A few months prior, a doctor demonstrated an AI transcription tool used to record and summarize patient meetings. While the outcome was satisfactory in this instance, researchers cited by ABC News have discovered that this is not always the case with OpenAI’s Whisper. This tool, employed by many hospitals, sometimes generates inaccurate information entirely. Whisper is utilized by a company called Nabla for a medical transcription tool, which, according to ABC News, has transcribed an estimated 7 million medical conversations. The service is reportedly used by more than 30,000 clinicians and 40 health systems. Nabla is aware of Whisper’s tendency to hallucinate and is working on addressing the issue.
A study conducted by researchers from Cornell University, the University of Washington, among others, found that Whisper produced hallucinations in about 1 percent of transcriptions. These hallucinations included entirely fabricated sentences with sometimes violent or nonsensical content during periods of silence in recordings. The researchers collected audio samples from TalkBank’s AphasiaBank for the study, pointing out that silence is particularly common when individuals with a language disorder called aphasia are speaking. One of the researchers, Allison Koenecke from Cornell University, shared examples from the study in a thread.
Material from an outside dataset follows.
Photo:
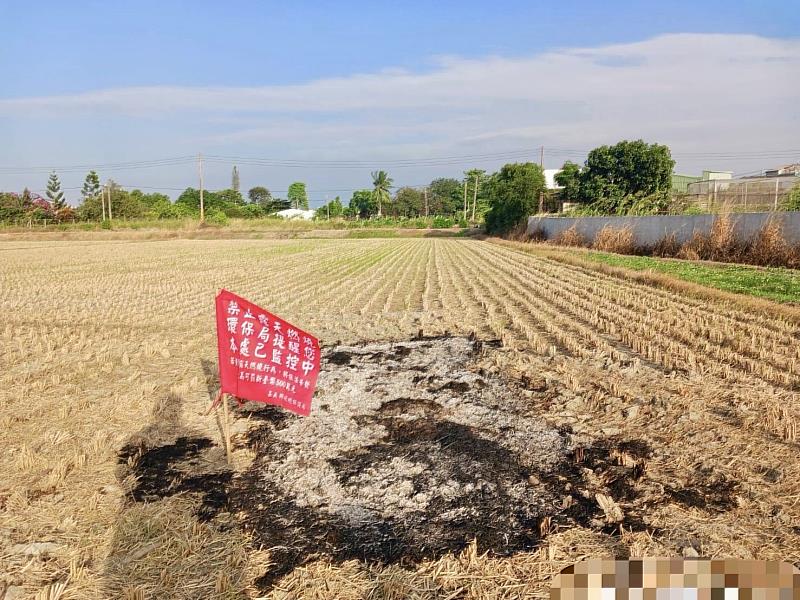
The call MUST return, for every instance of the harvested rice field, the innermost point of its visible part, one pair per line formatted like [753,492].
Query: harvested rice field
[485,416]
The study revealed that hallucinations sometimes involved imaginary medical conditions or phrases typical of YouTube content, such as “Thank you for watching!” (OpenAI reportedly utilized more than a million hours of YouTube videos to train GPT-4.) The researchers presented their findings in June at the Association for Computing Machinery FAccT conference in Brazil. It remains unclear whether the study has undergone peer review.
OpenAI spokesperson Taya Christianson issued a statement to The Verge via email, emphasizing the seriousness with which the company is addressing the problem and ongoing efforts to mitigate hallucinations. The usage policies for Whisper on OpenAI’s API platform prohibit its use in high-stakes decision-making contexts. Additionally, the model card for open-source use includes recommendations against deploying it in high-risk domains. OpenAI expressed gratitude towards the researchers for sharing their findings.